Financial regulation can be confusing -- not to mention its tendency to, well, put people to sleep. But perk up for a moment! Because there's a helpful way for you to think about the different moving parts in financial regulation that are coming from the Federal Reserve.
The Fed is requiring the largest U.S. banks to finance every dollar of their assets, weighted according to their risk, with at least 8 cents of common equity by 2019 -- that's shareholder money, not borrowed funds. The shorthand for this is a common-equity risk-weighted minimum capital ratio of 8 percent, but it's so easy to hand-wave your way to not-really understanding that, it helps to spell it out.
What I think people don't really understand who don't follow financial regulation closely is that the minimum capital ratio, as the Fed wants it, is a nothingburger. That's to say, the relevant banks already meet the requirement.
What matters to banks is the leverage ratio. Banks don't meet it right now. Many, then, will need to increase equity by one to two percentage points of their debt -- which doesn't sound like much until you realize this is in the tens of billions for many banks.
The other reason I think leverage ratios matter is because you can't fudge them, whereas risk weights have a nasty habit of being procyclical -- that is, assets look safer in good times than they actually are over the business cycle. There lies, I think, the best argument for a regulatory approach that combines minima for leverage ratios and risk-weighted capital ratios. And you don't want to go leverage-ratio only, or even put the leverage ratio in the driver's seat, because asset quality does matter.
But the point of this post is to show you that we can put it all together in one graph:
Given an implicit "too-big-to-fail" guarantee, it's in the banks' interest to head northeast on this graph -- that is, to maximize leverage and get aggressive on asset allocation. And if risk weighting was perfect, all we'd need would be that capital requirement. But the point I explained before means that the northwesterly region of the graph, where banks are heavily levered but are invested in high-grade assets, really is not as safe as the graph implies.
In practice, the northwestern region is tempting. The southeast is, as far as I know, pretty irrelevant -- there's no major public-policy concern with banks taking a small amount of money and playing in super-high-risk, high-return investments. And in practice, minimum requirements on asset quality bar that territory off.
Hopefully this graph helps people put financial regulation together in their heads. It helped me when I thought of it.

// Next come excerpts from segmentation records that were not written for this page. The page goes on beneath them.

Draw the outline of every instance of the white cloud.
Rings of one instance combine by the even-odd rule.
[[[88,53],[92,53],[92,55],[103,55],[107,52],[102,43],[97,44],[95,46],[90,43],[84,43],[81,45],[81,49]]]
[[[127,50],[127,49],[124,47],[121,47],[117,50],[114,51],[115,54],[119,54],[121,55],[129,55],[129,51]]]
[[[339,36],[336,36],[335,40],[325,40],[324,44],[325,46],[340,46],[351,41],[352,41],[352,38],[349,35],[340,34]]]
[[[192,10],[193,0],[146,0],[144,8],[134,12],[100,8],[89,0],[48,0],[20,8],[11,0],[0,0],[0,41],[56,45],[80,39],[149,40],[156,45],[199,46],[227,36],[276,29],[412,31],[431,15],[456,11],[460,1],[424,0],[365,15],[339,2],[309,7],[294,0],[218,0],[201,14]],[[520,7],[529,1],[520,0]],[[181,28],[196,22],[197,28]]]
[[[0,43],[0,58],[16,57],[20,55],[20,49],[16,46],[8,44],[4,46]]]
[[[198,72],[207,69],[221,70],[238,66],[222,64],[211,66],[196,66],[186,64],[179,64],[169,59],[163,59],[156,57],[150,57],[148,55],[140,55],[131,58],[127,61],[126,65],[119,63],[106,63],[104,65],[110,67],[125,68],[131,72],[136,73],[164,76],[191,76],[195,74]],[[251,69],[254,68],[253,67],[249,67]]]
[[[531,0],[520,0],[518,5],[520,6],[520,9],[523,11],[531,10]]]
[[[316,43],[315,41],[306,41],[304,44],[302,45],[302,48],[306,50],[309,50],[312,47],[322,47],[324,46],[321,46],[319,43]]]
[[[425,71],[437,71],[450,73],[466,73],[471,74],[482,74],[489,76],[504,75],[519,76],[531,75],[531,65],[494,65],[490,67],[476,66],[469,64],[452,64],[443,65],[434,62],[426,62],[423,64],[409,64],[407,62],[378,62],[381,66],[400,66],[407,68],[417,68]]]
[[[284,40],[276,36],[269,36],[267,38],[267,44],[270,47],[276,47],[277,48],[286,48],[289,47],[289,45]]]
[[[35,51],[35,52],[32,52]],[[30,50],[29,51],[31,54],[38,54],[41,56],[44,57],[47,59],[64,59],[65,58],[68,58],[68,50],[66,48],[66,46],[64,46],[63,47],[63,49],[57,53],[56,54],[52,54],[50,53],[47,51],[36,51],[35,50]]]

Note: Some clarifications made after the original posting.
If you're really interested in the math: You could think of the line in this graph as approximating the level curve of a function that measures the total risk of a bank, including the systemic spillovers, which is increasing both in the risk of the average asset (duh) and in the leverage ratio. See the graph on the right if you're not clear what I mean. The intersection of the transparent white plane and the surface is the level curve, which in our case shows the set of possible points with the same risk.